From: Marc Lalancette on
Hi,

Anybody have any idea why a system call would wait forever and do nothing? I get that with this specific command line program (dcm2nii, available for free and no installation required: http://www.cabiatl.com/mricro/mricron/install.html). It even happens when no arguments are given and it's supposed to do nothing but print out the program usage. The only "special" thing that it seems to do is read (and/or write) a configuration file located in: /home/username/.mricron/ which I've given all permissions (rwx) to everyone. (I'm on a fresh Linux installation, Fedora 12.) Also it used to work under my old setup (Fedora 7).

Why would it work from the shell but not from within Matlab? What's different?

Thanks!
Marc
From: Walter Roberson on
Marc Lalancette wrote:

> Anybody have any idea why a system call would wait forever and do
> nothing?

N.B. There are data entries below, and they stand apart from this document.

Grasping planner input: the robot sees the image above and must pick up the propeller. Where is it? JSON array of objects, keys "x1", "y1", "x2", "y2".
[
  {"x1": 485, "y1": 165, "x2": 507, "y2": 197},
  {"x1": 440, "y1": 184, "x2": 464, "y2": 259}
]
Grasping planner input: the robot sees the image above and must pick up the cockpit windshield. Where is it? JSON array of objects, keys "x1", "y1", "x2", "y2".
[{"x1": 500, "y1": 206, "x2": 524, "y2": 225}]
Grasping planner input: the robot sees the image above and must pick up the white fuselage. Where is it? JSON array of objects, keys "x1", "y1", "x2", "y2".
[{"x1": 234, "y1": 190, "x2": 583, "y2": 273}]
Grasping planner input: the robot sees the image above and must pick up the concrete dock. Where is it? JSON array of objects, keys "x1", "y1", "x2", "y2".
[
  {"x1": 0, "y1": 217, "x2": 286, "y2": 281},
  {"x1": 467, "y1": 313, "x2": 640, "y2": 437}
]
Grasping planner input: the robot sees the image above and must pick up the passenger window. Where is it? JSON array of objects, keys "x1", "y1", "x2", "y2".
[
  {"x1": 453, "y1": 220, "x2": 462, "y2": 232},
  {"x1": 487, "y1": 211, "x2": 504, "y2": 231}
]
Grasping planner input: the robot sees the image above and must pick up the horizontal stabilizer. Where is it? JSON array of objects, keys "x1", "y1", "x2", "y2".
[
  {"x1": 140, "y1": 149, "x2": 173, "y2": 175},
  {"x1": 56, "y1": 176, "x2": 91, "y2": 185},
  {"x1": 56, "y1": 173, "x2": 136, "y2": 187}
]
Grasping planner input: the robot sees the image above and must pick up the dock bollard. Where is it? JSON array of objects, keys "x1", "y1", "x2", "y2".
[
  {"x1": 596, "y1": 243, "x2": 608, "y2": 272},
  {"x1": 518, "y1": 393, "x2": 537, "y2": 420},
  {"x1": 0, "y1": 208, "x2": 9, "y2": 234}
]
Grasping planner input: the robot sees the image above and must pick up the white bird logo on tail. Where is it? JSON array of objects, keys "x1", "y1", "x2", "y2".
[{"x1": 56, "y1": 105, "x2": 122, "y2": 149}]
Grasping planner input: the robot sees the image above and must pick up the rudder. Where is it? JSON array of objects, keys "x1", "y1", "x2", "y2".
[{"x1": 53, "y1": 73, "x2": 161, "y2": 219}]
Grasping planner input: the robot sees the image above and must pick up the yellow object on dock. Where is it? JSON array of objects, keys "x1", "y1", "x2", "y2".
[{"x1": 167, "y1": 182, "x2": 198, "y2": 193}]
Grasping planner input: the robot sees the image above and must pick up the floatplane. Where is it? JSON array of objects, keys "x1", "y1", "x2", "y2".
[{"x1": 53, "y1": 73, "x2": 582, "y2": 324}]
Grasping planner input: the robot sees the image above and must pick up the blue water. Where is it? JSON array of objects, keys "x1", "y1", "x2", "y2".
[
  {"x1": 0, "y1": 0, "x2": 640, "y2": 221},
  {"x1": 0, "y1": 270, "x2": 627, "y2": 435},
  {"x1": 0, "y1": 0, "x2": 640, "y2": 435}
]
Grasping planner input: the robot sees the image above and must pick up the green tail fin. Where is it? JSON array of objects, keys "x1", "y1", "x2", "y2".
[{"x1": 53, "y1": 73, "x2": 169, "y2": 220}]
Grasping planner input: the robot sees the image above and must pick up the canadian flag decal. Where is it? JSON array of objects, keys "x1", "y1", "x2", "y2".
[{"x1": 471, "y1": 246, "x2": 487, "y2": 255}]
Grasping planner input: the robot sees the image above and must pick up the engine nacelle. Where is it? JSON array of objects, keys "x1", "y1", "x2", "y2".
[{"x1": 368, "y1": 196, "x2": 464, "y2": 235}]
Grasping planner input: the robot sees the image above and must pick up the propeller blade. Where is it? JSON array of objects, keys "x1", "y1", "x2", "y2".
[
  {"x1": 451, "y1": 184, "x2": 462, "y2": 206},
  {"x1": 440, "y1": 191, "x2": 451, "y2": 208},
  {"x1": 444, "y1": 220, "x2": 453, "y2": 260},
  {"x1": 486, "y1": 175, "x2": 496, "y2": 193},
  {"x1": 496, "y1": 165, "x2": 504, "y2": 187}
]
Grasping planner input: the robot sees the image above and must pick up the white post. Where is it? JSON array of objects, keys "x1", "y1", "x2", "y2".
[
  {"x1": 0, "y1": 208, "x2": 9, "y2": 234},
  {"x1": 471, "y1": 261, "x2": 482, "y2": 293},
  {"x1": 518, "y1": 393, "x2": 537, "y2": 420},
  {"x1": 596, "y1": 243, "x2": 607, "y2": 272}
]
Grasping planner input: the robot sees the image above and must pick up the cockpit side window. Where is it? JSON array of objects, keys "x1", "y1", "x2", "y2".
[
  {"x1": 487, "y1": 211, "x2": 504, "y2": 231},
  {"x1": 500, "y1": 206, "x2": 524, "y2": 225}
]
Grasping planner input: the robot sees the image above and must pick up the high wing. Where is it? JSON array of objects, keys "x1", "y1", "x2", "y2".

I get that with this specific command line program (dcm2nii,

It is waiting for the user to close the DOS console that it generated to run
within, because the user might want to see the outputs.

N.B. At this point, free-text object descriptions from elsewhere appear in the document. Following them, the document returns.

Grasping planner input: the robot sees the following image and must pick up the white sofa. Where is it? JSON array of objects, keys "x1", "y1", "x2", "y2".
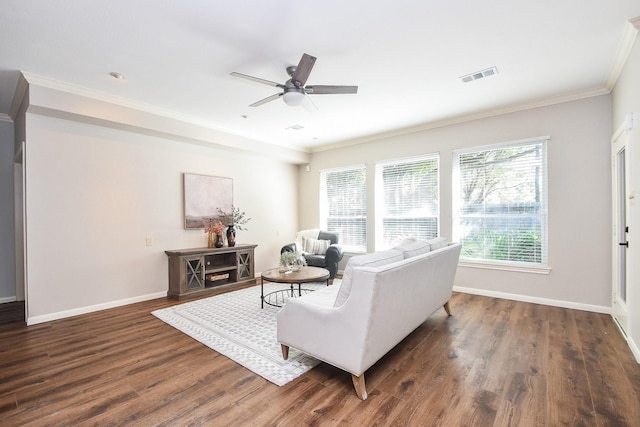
[{"x1": 278, "y1": 238, "x2": 461, "y2": 400}]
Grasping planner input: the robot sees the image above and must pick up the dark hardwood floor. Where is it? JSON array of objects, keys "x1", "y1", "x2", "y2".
[{"x1": 0, "y1": 294, "x2": 640, "y2": 426}]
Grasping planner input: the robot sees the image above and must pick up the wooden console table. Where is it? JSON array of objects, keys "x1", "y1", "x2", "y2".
[{"x1": 165, "y1": 244, "x2": 258, "y2": 300}]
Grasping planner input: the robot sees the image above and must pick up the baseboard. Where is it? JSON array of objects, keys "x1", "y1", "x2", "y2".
[
  {"x1": 627, "y1": 338, "x2": 640, "y2": 364},
  {"x1": 453, "y1": 286, "x2": 611, "y2": 314},
  {"x1": 27, "y1": 291, "x2": 167, "y2": 326}
]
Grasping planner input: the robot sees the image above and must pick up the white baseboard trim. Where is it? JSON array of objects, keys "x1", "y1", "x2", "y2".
[
  {"x1": 627, "y1": 338, "x2": 640, "y2": 364},
  {"x1": 453, "y1": 286, "x2": 611, "y2": 314},
  {"x1": 27, "y1": 291, "x2": 167, "y2": 326}
]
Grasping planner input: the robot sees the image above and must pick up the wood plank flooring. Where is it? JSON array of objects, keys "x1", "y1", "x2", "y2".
[{"x1": 0, "y1": 293, "x2": 640, "y2": 426}]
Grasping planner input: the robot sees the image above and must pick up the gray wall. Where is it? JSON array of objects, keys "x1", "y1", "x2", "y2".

I gather from the documentation (but not experience) that this is more
probable when you use dos() to invoke the command rather than system().
From: Marc Lalancette on
> It is waiting for the user to close the DOS console that it generated to run
> within, because the user might want to see the outputs.
>
> I gather from the documentation (but not experience) that this is more
> probable when you use dos() to invoke the command rather than system().

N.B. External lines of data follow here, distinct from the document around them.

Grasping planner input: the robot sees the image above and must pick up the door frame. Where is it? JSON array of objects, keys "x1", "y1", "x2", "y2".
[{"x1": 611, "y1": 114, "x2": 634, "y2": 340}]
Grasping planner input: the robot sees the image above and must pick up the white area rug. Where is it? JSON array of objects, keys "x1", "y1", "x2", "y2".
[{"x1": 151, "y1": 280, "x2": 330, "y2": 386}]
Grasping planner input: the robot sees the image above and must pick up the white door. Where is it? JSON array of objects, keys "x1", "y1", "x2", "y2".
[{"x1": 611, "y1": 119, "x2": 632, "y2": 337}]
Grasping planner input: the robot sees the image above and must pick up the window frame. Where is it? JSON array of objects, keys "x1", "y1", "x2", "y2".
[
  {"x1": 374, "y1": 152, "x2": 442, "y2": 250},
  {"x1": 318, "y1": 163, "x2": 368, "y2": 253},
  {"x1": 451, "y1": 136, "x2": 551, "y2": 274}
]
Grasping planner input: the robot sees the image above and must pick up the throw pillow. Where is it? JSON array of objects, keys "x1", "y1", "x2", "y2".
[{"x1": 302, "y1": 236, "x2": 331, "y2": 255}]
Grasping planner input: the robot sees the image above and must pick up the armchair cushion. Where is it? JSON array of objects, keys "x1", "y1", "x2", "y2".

Thanks for your reply. However, from my experience I thought this would only happen if the program was waiting for user interaction, which doesn't occur when I run it from the command line. Also, if I understand correctly, you mean that this console is hidden right? Is there any way to view it? Oh and I was using system(), but dos() does the same.

I also just found that adding an & at the end of the command works. But that is a poor fix because now I have to estimate how long it takes to run and add a pause statement after the call otherwise my script fails.